Federal investigators found no evidence that company executives knew they were selling tainted food, but that they were positioned to “detect, prevent and correct the sale” of the eggs had they known.
The feds also found no evidence that they knew that, for four years, their eggs were deliberately mislabeled in order to fool both regulators and consumers. In some states where their eggs are distributed, they must be sold within a month or less of their processing dates.

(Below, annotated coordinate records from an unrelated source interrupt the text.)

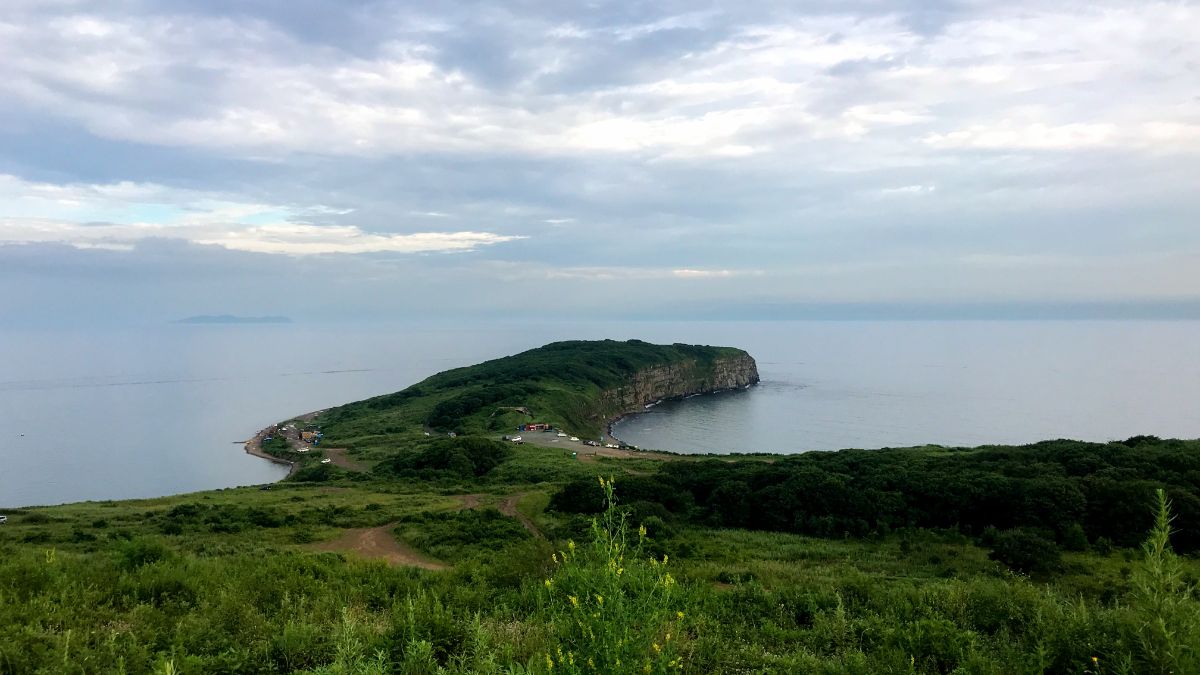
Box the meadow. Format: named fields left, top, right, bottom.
left=0, top=344, right=1200, bottom=675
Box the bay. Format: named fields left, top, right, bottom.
left=0, top=317, right=1200, bottom=507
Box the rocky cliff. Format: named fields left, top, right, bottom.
left=600, top=352, right=758, bottom=419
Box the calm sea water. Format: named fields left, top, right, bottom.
left=0, top=322, right=1200, bottom=507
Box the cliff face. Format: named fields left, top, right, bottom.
left=600, top=353, right=758, bottom=417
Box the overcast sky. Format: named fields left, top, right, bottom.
left=0, top=0, right=1200, bottom=322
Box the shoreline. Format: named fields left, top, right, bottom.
left=242, top=408, right=329, bottom=483
left=604, top=382, right=760, bottom=454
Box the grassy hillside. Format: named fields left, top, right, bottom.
left=316, top=340, right=745, bottom=448
left=0, top=448, right=1200, bottom=674
left=0, top=342, right=1200, bottom=675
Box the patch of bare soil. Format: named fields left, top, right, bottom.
left=458, top=495, right=484, bottom=510
left=312, top=522, right=446, bottom=569
left=500, top=495, right=546, bottom=539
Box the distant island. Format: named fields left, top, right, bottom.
left=172, top=313, right=292, bottom=323
left=0, top=338, right=1200, bottom=675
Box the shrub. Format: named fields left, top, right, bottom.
left=989, top=528, right=1062, bottom=574
left=1133, top=490, right=1200, bottom=674
left=544, top=478, right=684, bottom=673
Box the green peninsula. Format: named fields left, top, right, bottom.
left=0, top=341, right=1200, bottom=675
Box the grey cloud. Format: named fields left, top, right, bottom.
left=0, top=0, right=1200, bottom=313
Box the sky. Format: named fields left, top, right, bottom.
left=0, top=0, right=1200, bottom=323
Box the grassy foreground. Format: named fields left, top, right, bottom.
left=0, top=338, right=1200, bottom=675
left=0, top=450, right=1200, bottom=674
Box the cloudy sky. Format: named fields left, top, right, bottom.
left=0, top=0, right=1200, bottom=321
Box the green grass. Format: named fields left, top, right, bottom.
left=0, top=468, right=1200, bottom=673
left=0, top=342, right=1200, bottom=675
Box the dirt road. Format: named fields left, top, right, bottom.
left=312, top=522, right=448, bottom=569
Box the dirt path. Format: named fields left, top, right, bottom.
left=318, top=448, right=367, bottom=471
left=312, top=522, right=448, bottom=569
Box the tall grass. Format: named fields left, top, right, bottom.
left=545, top=478, right=685, bottom=673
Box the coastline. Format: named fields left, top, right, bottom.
left=244, top=408, right=329, bottom=475
left=244, top=426, right=296, bottom=475
left=604, top=382, right=758, bottom=454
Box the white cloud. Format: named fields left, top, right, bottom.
left=0, top=2, right=1200, bottom=162
left=0, top=174, right=522, bottom=256
left=924, top=120, right=1118, bottom=150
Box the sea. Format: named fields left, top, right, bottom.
left=0, top=319, right=1200, bottom=508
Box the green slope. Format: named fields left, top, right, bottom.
left=316, top=340, right=746, bottom=448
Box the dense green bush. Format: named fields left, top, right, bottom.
left=551, top=437, right=1200, bottom=551
left=990, top=527, right=1062, bottom=574
left=374, top=436, right=511, bottom=480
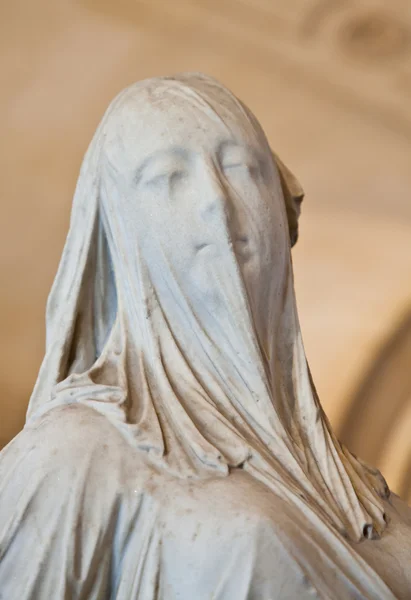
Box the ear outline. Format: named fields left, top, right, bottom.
left=271, top=151, right=305, bottom=247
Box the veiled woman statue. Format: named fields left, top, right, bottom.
left=0, top=74, right=411, bottom=600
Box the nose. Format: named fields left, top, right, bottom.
left=200, top=163, right=233, bottom=223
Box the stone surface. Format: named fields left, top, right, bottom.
left=0, top=74, right=411, bottom=600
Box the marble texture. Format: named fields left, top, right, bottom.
left=0, top=74, right=411, bottom=600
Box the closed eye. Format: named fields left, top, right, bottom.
left=144, top=169, right=186, bottom=186
left=222, top=162, right=260, bottom=177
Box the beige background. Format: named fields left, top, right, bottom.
left=0, top=0, right=411, bottom=495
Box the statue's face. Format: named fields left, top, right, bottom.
left=104, top=91, right=288, bottom=312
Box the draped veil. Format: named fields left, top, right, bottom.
left=27, top=75, right=389, bottom=541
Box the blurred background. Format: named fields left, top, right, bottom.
left=0, top=0, right=411, bottom=501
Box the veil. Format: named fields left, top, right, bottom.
left=27, top=74, right=389, bottom=541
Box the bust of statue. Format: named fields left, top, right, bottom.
left=0, top=74, right=411, bottom=600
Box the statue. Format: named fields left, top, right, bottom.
left=0, top=74, right=411, bottom=600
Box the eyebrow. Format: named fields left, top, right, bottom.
left=134, top=146, right=192, bottom=183
left=217, top=139, right=260, bottom=159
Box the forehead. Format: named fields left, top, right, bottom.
left=104, top=87, right=262, bottom=163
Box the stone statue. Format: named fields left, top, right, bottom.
left=0, top=74, right=411, bottom=600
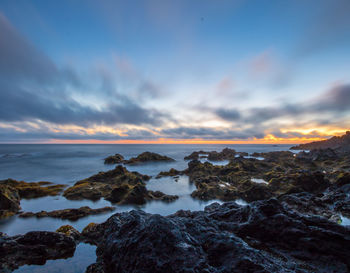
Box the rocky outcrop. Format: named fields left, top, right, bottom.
left=63, top=165, right=178, bottom=205
left=105, top=154, right=124, bottom=164
left=184, top=148, right=248, bottom=161
left=19, top=207, right=115, bottom=221
left=156, top=168, right=182, bottom=179
left=0, top=231, right=76, bottom=273
left=56, top=225, right=82, bottom=241
left=85, top=199, right=350, bottom=273
left=291, top=131, right=350, bottom=152
left=182, top=149, right=331, bottom=202
left=63, top=165, right=150, bottom=200
left=0, top=184, right=21, bottom=219
left=0, top=178, right=66, bottom=199
left=124, top=152, right=175, bottom=164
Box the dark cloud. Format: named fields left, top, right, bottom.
left=160, top=127, right=264, bottom=140
left=0, top=13, right=166, bottom=125
left=296, top=0, right=350, bottom=57
left=212, top=84, right=350, bottom=126
left=216, top=109, right=241, bottom=120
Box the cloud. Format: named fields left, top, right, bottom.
left=215, top=109, right=241, bottom=120
left=212, top=84, right=350, bottom=126
left=296, top=0, right=350, bottom=57
left=0, top=13, right=166, bottom=125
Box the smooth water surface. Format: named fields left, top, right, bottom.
left=0, top=144, right=290, bottom=273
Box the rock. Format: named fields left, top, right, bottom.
left=184, top=148, right=237, bottom=161
left=124, top=152, right=175, bottom=164
left=105, top=154, right=124, bottom=164
left=63, top=165, right=150, bottom=200
left=19, top=207, right=115, bottom=221
left=156, top=168, right=182, bottom=179
left=63, top=165, right=176, bottom=205
left=0, top=231, right=76, bottom=272
left=56, top=225, right=81, bottom=241
left=0, top=178, right=66, bottom=199
left=0, top=184, right=21, bottom=219
left=148, top=191, right=179, bottom=202
left=296, top=148, right=338, bottom=161
left=84, top=199, right=350, bottom=273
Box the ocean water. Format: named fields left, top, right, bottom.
left=0, top=144, right=292, bottom=273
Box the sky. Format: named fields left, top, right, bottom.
left=0, top=0, right=350, bottom=143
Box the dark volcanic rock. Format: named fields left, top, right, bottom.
left=105, top=154, right=124, bottom=164
left=124, top=152, right=175, bottom=164
left=184, top=148, right=238, bottom=161
left=86, top=199, right=350, bottom=273
left=63, top=165, right=150, bottom=200
left=156, top=168, right=182, bottom=178
left=19, top=207, right=115, bottom=221
left=0, top=231, right=76, bottom=272
left=0, top=184, right=21, bottom=219
left=0, top=178, right=66, bottom=199
left=63, top=165, right=178, bottom=205
left=296, top=148, right=338, bottom=161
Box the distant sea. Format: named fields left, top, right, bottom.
left=0, top=144, right=292, bottom=273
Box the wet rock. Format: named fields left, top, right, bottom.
left=124, top=152, right=175, bottom=164
left=63, top=165, right=176, bottom=205
left=56, top=225, right=81, bottom=241
left=0, top=184, right=21, bottom=219
left=63, top=165, right=150, bottom=200
left=84, top=199, right=350, bottom=273
left=184, top=148, right=240, bottom=161
left=104, top=154, right=124, bottom=164
left=296, top=148, right=338, bottom=161
left=156, top=168, right=182, bottom=179
left=0, top=231, right=76, bottom=272
left=148, top=191, right=179, bottom=202
left=19, top=206, right=115, bottom=221
left=0, top=178, right=66, bottom=199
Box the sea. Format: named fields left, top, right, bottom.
left=0, top=144, right=292, bottom=273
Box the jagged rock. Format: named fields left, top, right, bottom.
left=63, top=165, right=150, bottom=200
left=296, top=148, right=338, bottom=161
left=105, top=154, right=124, bottom=164
left=124, top=152, right=175, bottom=164
left=0, top=178, right=66, bottom=199
left=19, top=206, right=115, bottom=221
left=63, top=165, right=177, bottom=205
left=0, top=231, right=76, bottom=272
left=0, top=184, right=21, bottom=219
left=87, top=199, right=350, bottom=273
left=156, top=168, right=182, bottom=179
left=56, top=225, right=81, bottom=241
left=184, top=148, right=238, bottom=161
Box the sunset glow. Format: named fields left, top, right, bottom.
left=0, top=0, right=350, bottom=144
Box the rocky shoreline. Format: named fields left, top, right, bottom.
left=0, top=140, right=350, bottom=273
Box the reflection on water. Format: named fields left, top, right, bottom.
left=14, top=243, right=96, bottom=273
left=250, top=178, right=269, bottom=184
left=0, top=144, right=290, bottom=273
left=340, top=215, right=350, bottom=226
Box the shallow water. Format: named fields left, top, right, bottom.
left=0, top=144, right=291, bottom=273
left=14, top=243, right=96, bottom=273
left=250, top=178, right=269, bottom=184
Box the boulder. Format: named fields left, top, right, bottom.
left=124, top=152, right=175, bottom=164
left=19, top=206, right=115, bottom=221
left=104, top=154, right=124, bottom=164
left=0, top=231, right=76, bottom=272
left=0, top=184, right=21, bottom=219
left=87, top=199, right=350, bottom=273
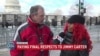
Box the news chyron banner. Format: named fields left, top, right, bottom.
left=10, top=42, right=87, bottom=50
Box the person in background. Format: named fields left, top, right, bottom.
left=10, top=5, right=53, bottom=56
left=54, top=15, right=92, bottom=56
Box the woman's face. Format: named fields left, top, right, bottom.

Apparently, a company manager was responsible for both the mislabeling and the bribery it prompted. Manager Tony Wasmund directed and approved the scheme to use false processing and expiration dates on eggs that had been in storage for several days or weeks. Some eggs were shipped without labels, inviting wholesalers to use their own inaccurate processing and expiration dates. Many of the eggs, according to AP, had been in storage for as long as 40 days.
Wasmund and another employee bribed a USDA inspector at least twice to approve huge lots of eggs that did not meet minimum quality standards because they were cracked, leaking, dirty or inedible. The inspector took $300 in April 2010 and at least one more bribe of an unspecified amount for releasing the eggs without the required reprocessing.
Wasmund is expected to be sentenced in September on charges of bribery and conspiracy.
The Obama administration has been criticized for failing to fully enact the 2011 Food Safety Modernization Act (FSMA). The FDA has emphasized education over enforcement of the new safety laws, and it promotes voluntary compliance of the FSMA.
But even with full enactment and vigilant enforcement, all it takes is one or two people to lie and cheat to put thousands more at risk.